Un excellent soldat et tireur à l'armée; un excellent boucher et vampire dans la vraie vie.
Cela pourrait être une affiche de film à succès jouant sur les codes du suspens et sur les fantasmes presque culpabilisants des spectateurs autour des histoires criminelles les plus connues.
Seulement, c'est une bande dessinée tout à fait sanglante que nous avons là qui retrace la véritable histoire du tueur en série Fritz Haarmann dans la ville d'Hanovre. Au delà des erreurs scientifiques de diagnostics sur son cas, c'est un homme malade, mais un homme avant tout. Cette dimension plus humaine de Fritz se retrouve dans les dialogues de Peer Meter qui fait d'Haarmann un homme bien portant à la réputation soignée en journée mais terrifiante le soir venu.
C'est par la corrélation des dessins d'Isabel Kreitz et son crayonné saturé et noir que les traces de sang et d'effroi qui constituaient le quotidien d'Haarmann se traduisent sans être montrés.

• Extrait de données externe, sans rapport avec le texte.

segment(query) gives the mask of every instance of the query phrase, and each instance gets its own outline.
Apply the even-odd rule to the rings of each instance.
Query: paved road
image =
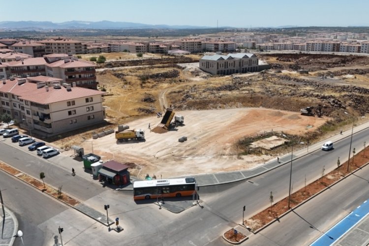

Nous avons à faire à un rythme insoutenable imposé par l'histoire qui mène la danse sur cette enquête qui tarde à trouver son coupable. Un rythme; une énergie parfaitement canalisée et équilibrée par les dessins travaillés de rues, d'architecture.
Une énergie également contre-balancée par l'alternance entre plan général et gros plan et de par les dialogues qui incitent malicieusement à tourner la page encore et encore et ce jusqu'à la fin !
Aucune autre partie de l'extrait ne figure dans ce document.